2. This then calls into archivista.(*Client).Download
3. The archivista client appears to be nil or uninitialized, causing the panic at client.go:56

Root Cause Hypothesis

The issue likely occurs because:

1. The LoadPolicy function doesn't check if the local file exists before attempting to load it
2. When the file doesn't exist, it may fall back to trying archivista
3. The archivista client is not properly initialized (nil) in this fallback path
4. There are missing nil checks before calling methods on the archivista client

Suggested Fix

The LoadPolicy function should:

1. Check if a local file exists before attempting to load it
2. Return a clear error message if the file doesn't exist
3. Only fall back to archivista if the path looks like an archivista URL/reference
4. Add proper nil checks before calling methods on the archivista client
5. Handle the case where archivista client is nil gracefully

Environment

• OS: macOS Darwin 24.6.0
• Architecture: arm64 (Apple Silicon)
• Witness Version: dev (built from source)
• Commit: ba902d8
• Go Version: (from go.mod) go 1.23
• go-witness version: v0.9.1

Additional Context

This issue occurs specifically when the policy file doesn't exist. When using an existing signed policy file (e.g., test/policy-hello-signed.json), the command works correctly and either succeeds or fails with appropriate verification errors.

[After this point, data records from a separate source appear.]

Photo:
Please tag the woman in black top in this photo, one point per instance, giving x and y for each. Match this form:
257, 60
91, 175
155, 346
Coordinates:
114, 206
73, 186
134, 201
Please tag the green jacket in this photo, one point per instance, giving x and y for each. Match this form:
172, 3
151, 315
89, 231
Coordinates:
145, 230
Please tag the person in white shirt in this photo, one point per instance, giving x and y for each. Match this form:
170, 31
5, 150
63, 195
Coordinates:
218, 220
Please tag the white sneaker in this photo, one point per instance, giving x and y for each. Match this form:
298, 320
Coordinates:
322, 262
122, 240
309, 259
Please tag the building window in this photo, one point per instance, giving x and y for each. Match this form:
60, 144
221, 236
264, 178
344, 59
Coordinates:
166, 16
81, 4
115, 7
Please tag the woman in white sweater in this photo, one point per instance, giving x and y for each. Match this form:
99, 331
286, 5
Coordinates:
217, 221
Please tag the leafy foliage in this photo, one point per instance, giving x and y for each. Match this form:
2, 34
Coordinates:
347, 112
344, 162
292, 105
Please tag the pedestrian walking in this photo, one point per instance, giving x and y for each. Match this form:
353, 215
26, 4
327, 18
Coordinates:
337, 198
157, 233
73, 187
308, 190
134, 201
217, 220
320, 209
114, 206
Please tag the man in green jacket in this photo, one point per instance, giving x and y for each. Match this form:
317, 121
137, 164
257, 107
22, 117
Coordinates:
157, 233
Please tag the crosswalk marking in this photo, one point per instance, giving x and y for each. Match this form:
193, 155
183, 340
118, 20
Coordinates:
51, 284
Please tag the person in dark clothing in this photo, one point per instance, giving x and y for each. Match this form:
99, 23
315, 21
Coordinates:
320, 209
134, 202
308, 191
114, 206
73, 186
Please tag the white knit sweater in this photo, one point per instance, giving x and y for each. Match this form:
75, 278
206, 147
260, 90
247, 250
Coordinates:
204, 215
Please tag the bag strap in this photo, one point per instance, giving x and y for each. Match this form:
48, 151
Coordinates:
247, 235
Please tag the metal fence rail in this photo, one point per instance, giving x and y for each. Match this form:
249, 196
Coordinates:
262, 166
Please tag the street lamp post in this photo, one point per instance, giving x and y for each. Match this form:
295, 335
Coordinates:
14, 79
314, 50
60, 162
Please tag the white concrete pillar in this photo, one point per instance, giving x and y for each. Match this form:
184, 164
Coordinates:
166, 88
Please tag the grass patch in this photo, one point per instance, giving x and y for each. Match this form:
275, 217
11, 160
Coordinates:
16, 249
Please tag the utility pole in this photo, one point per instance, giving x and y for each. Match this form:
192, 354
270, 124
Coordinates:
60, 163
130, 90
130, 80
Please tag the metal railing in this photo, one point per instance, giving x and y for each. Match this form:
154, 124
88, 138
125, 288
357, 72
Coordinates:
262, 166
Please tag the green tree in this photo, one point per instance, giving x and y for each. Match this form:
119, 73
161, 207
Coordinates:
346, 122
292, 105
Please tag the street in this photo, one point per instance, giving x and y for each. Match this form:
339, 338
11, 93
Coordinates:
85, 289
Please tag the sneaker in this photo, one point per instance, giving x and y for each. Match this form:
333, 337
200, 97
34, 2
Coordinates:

The panic only happens when the file path points to a non-existent file, which suggests missing error handling in the file loading path.

Workaround

Ensure the policy file exists before running witness verify. Double-check the file path and verify the file is present with ls -la <policy-file-path> before attempting verification.